5. Raise some eggs and meat.
From rabbits and chickens to beef and bison, there’s probably a source of meat or eggs that you can raise in your own backyard or small farm. We’ve even seen people raising rabbits in garages and basements. There’s still time to build a small winter-friendly chicken coop or rabbit hutch and bring home some laying hens or rabbits before deep winter sets in. Check out your local farm guide or Craigslist for meat rabbits or pullets (young hens) ready to lay. You can also start baby pullet chicks now and expect eggs about five months later. While most local feed stores do not have chicks available in fall, most mail order hatcheries ship chicks year-round or close to it. Most do require minimum orders of 25 chicks, so you might want to share an order with a friend. For ultimate sustainability, keep a rooster with your hens so you can hatch replacement chicks in an incubator or under a broody hen.
While usually raised outdoors during the summer, meat chickens can be grown out any time of year in a winter-safe coop. The chicks are usually available only from hatcheries at this time of year, as few individuals sell meat-breed chicks on a local level. However, locally you may find dual-purpose breed chicks, some of which grow out reasonably meaty. Another possibility is cull laying hens and roosters, which make awesome stewing birds that yield cooked meat and rich chicken stock. Raw chicken can be frozen or canned in a pressure canner. Or you can get everything set up and ready to start a chicken flock in the spring. Chickens are fairly low maintenance, with few stringent requirements.
They must have fresh water, nutritious feed, and sources of grit. Calcium is essential for laying hens. While mature chickens don’t require heated coops in winter, shelter from wet and windy weather is important. We have not yet raised rabbits ourselves but most people agree they are as low-maintenance as–or even more so than–a flock of chickens. Rabbits mature quickly, multiply easily (just as the jokes imply), and have a great feed to weight conversion rate. Rabbit meat tastes similar to chicken and can be used in recipes designed for poultry. We have seen some good rabbit raising info at Backyard Herds Rabbit Forum, Rudolph’s Rabbit Ranch, and Whisper’s Rabbitry.

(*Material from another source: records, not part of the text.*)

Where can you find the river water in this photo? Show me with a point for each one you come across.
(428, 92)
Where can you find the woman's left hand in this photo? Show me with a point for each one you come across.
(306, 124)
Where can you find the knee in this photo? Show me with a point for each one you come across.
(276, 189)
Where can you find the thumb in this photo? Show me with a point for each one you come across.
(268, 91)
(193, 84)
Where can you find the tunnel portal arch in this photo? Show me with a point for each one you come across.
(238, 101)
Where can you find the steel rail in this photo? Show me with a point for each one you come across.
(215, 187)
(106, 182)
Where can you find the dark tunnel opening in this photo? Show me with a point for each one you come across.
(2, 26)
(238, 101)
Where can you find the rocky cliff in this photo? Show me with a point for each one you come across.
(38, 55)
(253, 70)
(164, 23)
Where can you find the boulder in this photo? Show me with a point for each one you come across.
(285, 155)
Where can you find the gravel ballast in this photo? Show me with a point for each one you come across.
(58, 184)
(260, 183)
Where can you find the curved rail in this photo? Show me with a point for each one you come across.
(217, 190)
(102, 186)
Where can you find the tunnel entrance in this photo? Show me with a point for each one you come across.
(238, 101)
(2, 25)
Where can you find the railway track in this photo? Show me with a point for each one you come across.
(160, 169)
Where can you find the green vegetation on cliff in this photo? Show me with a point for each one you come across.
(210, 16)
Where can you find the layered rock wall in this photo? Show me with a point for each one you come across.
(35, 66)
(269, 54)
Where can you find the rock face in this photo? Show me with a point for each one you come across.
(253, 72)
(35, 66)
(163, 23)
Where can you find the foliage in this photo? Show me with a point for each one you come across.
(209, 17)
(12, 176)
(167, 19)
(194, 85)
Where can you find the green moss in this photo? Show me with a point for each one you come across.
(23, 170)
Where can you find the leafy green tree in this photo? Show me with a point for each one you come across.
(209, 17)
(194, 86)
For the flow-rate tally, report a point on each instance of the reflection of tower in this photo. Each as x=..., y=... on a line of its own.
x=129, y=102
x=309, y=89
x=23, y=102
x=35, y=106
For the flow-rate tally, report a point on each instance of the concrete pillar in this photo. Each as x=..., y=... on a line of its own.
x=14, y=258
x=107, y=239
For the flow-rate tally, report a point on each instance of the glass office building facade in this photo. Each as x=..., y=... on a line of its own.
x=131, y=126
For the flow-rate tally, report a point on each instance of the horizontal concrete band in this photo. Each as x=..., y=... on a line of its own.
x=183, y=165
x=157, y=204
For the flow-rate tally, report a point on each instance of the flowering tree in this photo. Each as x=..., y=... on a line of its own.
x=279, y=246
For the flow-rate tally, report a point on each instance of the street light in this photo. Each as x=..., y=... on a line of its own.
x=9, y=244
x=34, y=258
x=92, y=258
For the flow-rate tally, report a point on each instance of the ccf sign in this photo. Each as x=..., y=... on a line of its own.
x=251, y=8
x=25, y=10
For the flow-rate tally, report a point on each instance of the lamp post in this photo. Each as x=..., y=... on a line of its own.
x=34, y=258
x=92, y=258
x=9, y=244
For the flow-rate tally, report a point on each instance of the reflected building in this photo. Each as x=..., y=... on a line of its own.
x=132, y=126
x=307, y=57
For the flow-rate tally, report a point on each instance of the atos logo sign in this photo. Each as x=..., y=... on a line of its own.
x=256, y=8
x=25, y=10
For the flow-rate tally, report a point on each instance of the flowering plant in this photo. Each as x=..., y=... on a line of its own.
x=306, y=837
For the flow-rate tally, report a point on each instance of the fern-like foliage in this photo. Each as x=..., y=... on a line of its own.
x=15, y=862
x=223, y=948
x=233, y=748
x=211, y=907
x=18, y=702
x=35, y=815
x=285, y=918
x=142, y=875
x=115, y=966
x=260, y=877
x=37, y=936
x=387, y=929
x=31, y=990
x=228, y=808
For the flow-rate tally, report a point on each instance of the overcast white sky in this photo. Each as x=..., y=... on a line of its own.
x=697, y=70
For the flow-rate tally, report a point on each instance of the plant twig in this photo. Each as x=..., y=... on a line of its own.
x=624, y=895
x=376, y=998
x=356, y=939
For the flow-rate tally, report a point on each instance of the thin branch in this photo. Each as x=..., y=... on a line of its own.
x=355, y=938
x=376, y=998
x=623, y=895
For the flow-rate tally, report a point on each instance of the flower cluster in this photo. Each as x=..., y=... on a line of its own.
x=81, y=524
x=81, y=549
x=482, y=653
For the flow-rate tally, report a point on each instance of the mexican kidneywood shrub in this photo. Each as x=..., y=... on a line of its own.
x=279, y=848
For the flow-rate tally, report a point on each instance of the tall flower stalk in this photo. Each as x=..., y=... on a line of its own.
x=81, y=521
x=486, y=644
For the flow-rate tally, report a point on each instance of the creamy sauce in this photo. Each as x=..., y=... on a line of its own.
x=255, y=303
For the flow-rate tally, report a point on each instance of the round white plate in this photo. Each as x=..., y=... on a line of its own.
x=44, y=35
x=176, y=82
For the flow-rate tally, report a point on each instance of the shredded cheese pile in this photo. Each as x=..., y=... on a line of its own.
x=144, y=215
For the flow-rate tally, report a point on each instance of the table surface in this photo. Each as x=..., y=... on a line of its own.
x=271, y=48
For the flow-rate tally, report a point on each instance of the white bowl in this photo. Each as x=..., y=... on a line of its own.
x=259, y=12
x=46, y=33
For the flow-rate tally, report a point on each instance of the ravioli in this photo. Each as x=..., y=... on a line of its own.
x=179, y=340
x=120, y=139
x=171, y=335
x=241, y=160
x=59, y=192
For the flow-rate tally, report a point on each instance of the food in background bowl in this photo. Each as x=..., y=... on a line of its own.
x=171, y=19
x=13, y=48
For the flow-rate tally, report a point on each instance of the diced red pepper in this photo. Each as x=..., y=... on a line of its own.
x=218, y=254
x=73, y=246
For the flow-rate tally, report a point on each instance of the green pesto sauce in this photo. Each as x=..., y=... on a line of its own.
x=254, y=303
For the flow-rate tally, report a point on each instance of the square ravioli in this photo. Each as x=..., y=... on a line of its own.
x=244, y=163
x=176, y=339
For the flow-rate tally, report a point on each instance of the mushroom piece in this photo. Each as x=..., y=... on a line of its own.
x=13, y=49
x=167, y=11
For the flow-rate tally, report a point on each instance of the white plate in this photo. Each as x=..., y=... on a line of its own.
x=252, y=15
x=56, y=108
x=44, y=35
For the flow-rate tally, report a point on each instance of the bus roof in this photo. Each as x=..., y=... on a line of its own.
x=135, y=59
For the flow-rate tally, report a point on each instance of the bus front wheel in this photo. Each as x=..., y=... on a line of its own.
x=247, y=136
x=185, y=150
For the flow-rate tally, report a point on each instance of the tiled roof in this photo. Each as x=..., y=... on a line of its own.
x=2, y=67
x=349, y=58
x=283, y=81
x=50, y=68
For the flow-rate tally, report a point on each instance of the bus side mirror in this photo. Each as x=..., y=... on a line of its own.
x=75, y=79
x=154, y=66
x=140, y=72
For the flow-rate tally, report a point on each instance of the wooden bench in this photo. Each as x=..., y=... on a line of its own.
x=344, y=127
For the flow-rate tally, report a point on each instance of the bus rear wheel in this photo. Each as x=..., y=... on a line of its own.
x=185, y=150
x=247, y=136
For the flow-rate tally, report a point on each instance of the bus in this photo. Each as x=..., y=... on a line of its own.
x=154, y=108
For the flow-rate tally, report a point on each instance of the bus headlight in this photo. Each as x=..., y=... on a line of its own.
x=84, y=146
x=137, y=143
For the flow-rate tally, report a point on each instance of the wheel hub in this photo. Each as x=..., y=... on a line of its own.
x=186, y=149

6. Discover local sources of food products.
There are many reasons to buy local foods. Just-harvested locally grown foods are fresher than anything shipped in from elsewhere. When we shop locally our food dollars will stay in the local economy. And some products even have effective health benefits. Eating honey from bees that gather local pollens can help eradicate people’s allergies to the plants themselves.
But now we have to consider that local foods also may be the only foods readily available or affordable if our food supply chain is affected by transportation issues or high costs.
Many regions have local farmers markets where you can get to know your local food providers. Some areas have helpful farm guides listing places to buy various fresh products. Your local extension office or agricultural agency should be able to give you info. Another good resource for the U.S. is the directory at Local Harvest.
7. Buy a supply of freezer meat.
Every fall and winter, local livestock farmers have meat to sell. This year, due to expected high feed costs, many are culling their herds even more than usual. While a large quantity of freezer meat is a substantial financial investment, the cost per pound for many cuts is much lower than grocery store prices. Depending on your geographic area, you may find beef, pork, lamb, and goat meat available. Many farmers can sell meat by the whole or half carcass. Some local regulations allow for sales of quarter carcasses. If you’re not up for such a large amount of meat, consider splitting an order with another family. Wondering about grassfed vs. grain fed? Read this synopsis at Eat Wild.